By Gwladys Fouche
OSLO (Reuters) – Norway’s $1.8 trillion wealth fund should divest from all companies that aid Israel in the occupied Palestinian territories, a leader at Norway’s powerful LO trade union told Reuters, intensifying an ongoing divestment campaign.
LO, the biggest confederation of trade unions in Norway, is aligned with the governing Labour Party and often exerts influence on policy beyond traditional workers’ rights issues.
“We want the fund to pull out of the companies that have activities in the occupied Palestinian territories,” Steinar Krogstad, deputy leader at LO, said in an interview.
LO’s general policy is that Norway’s sovereign wealth fund, the world’s largest, should not invest in companies that breach international law, Krogstad said.
“This question is more on the agenda now … because of Israel’s policy, attacks and war in Gaza and in the West Bank,” he said, speaking on the margins of the union’s congress, where the Palestinian flag flew alongside those of the United Nations and Norway.
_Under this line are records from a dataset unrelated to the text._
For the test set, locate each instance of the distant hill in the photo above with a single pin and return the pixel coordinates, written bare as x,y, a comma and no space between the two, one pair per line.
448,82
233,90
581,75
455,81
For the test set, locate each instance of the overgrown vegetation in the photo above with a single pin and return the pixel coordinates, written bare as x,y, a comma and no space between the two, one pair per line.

The Israeli embassy in Oslo did not immediately reply to a request for comment.
The U.N.’s highest court last year said Israel’s occupation of Palestinian territories and settlements there were illegal and should be withdrawn as soon as possible, in a ruling that Tel Aviv rejected as “fundamentally wrong” and one-sided.
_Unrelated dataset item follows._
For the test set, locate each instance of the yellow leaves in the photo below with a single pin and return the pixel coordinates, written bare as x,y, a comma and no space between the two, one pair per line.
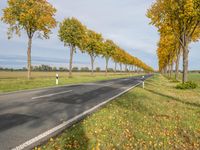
30,15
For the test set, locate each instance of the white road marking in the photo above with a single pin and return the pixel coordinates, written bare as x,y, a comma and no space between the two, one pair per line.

LO and 47 other civil society organisations sent Finance Minister Jens Stoltenberg a letter, dated April 10 and seen by Reuters, to push for such a move.
The letter asks Stoltenberg – an LO member – to instruct the central bank, which operates the fund, to divest from companies “where there is an unacceptable risk of complicity in violating international law in the occupied Palestinian territories”.
It also asks Stoltenberg take the initiative to give more precise guidelines for the observation and exclusion of companies from the oil fund “in such a way that they are in accordance with international law”.
Daily VG first reported on the letter.
Krogstad said LO would also request a meeting with Stoltenberg to discuss the issue. No date had yet been set, he said.
The finance ministry did not immediately reply to a request for comment.
It has said it is important for the fund not to be perceived as a tool of foreign policy and that it follows the fund’s ethical guidelines that have been decided by parliament.
The fund has faced pressure to divest from companies active in the West Bank and the Gaza Strip since the start of the war in October 2023.
Since then, it has divested from telecoms company Bezeq, and another unnamed company is under consideration for exclusion by the central bank’s board.
Most other companies active in the occupied Palestinian territories have been cleared in a review by the fund’s ethical watchdog, which operates the fund’s ethical guidelines.
The fund held stocks worth 22 billion crowns ($2.12 billion) across 65 companies listed on the Tel Aviv stock exchange as of the end of 2024, according to fund data. They represent 0.1% of the fund’s overall investments.